Havok Publishing

Fast Food in Flames

By Caroline N. Chandler

“So, Aedan, I’d like you to take care of the place today. This will be an opportunity to get your feet wet managing the business.”

“What?” I glanced up from my phone, sipping my rapidly-melting milkshake. Uncle Johnny didn’t usually bother me on my lunch break.

He sighed. He looked frazzled, and his white hair stuck out at odd angles. “Kids and your smartphones! I have a meeting today, so you’re going to play manager.”

My eyes widened, and I dropped my phone in my milkshake. Sure, I’d worked weekends and summers at the diner for years, but I was still a lowly minimum-wage employee. “You want me to run the diner?” I hurriedly fished the device out of my cup.

“Well, it’s not as if I’m dying! I thought you’d like an opportunity to prove yourself.”

“But…” I hesitated, not wanting to offend him. “I don’t want to.”

“I truly don’t care.” Uncle Johnny ran a hand through his hair, making it look like a cat with its tail in an electric socket. “You’re going to manage the restaurant because I said so.”

He walked away, leaving me wiping splattered ice cream from my shirt.

***

Hours later, Johnny Jim’s Beefy Burgers was in chaos. Of course, Uncle Johnny had shown me how to run everything, but I hadn’t really been listening.

“Number five with an extra order of fries!” Latitia called, her hair every bit as frizzy as Uncle Johnny’s but twice as large—as if the cat had been shocked a second time. My own hair was a mess, too, though it probably resembled a cat that had lived in a storm drain for the last three years.

Latitia yelled again, “Number five and fries!”

I dragged a bag of fries out of the freezer and dumped them unceremoniously into a basket. I dunked it into the fryer, then realized that was the last bag. I rushed to the box of potatoes, whipped out a knife, and began furiously chopping.

“Cheeseburger with a large drink!” Ray yelled. The humidity caused his hair to look like a twice-electrocuted cat that had lived in a storm drain for the past three years.

“I’m a little busy!” I retorted, nearly chopping my finger off.

“Aedan! The fries!” someone scolded.

“That’s what I’m—” I remembered the ones in the basket.

Abandoning the potatoes, I turned to the deep fryer. It cradled a batch of hopelessly burnt fries. My stomach wrenched at the sight—and smell—of the soggy, oily mess. But I couldn’t mourn. There was another order at the drive-through. I opened the back door and chucked the ruined fries into the dumpster.
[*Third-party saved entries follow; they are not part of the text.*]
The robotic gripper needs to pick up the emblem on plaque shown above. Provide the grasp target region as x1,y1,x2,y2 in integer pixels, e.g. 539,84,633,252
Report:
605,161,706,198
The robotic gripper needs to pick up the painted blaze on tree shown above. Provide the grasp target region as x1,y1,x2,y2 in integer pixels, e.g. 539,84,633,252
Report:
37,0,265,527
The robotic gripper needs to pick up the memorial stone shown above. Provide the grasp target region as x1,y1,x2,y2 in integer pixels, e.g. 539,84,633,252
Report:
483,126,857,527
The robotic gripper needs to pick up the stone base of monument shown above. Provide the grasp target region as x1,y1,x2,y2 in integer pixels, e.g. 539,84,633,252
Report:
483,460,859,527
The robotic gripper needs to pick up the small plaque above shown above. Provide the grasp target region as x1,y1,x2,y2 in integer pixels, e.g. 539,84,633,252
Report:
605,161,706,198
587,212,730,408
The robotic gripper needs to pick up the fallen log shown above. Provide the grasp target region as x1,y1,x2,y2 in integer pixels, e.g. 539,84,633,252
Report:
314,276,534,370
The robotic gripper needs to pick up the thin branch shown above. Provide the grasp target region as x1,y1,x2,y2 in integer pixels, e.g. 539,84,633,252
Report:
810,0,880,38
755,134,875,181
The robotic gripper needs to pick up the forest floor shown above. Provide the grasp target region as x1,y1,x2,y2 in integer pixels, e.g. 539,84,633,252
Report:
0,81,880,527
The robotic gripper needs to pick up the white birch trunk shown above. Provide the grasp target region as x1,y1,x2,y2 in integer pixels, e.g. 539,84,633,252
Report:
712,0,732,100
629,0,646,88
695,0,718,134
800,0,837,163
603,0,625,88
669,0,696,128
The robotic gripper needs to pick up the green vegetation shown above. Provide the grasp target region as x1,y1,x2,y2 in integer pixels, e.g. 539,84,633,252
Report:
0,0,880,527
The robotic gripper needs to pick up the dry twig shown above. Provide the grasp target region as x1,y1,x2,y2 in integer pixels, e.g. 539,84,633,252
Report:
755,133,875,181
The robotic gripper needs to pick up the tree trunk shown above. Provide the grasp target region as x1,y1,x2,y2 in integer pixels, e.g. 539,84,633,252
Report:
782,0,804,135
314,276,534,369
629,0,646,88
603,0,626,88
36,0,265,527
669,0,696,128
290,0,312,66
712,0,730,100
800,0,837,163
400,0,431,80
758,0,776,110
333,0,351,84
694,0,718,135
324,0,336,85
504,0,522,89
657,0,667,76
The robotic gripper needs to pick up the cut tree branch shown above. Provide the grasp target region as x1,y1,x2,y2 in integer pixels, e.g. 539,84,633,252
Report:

I jogged back to the counter and sighed in relief. Someone had finished the chopping.

“Cheeseburger with no onions and a vanilla shake!”

I wiped sweat out of my eyes. Grabbing the metal cup and ice cream, I tossed the ingredients together and stuck it onto the blender.

A horrid cacophony ensued—as if I’d filled the cup with staplers. The milkshake exploded out of the cup. I wiped ice cream from my face with my sleeve. “Milkshake maker is out of order!”

“The AC is broken!” someone announced.

What else can possibly go wrong?

I needed help, ASAP. Mind racing a million different directions, I wondered who I could trust. Immediately, I knew: Josh—the guy who’d won Employee of the Month for as long as he’d worked at Johnny Jim’s. Josh, whose t-shirt wasn’t irreparably stained, and whose hair didn’t resemble a cat in any way.

I found him and yanked him into the bathroom.

“Josh, I need help!” I whispered frantically. “I’ll give you my paycheck, or buy your lunch for the next month—anything you ask. I just need you to keep this place from going up in flames!”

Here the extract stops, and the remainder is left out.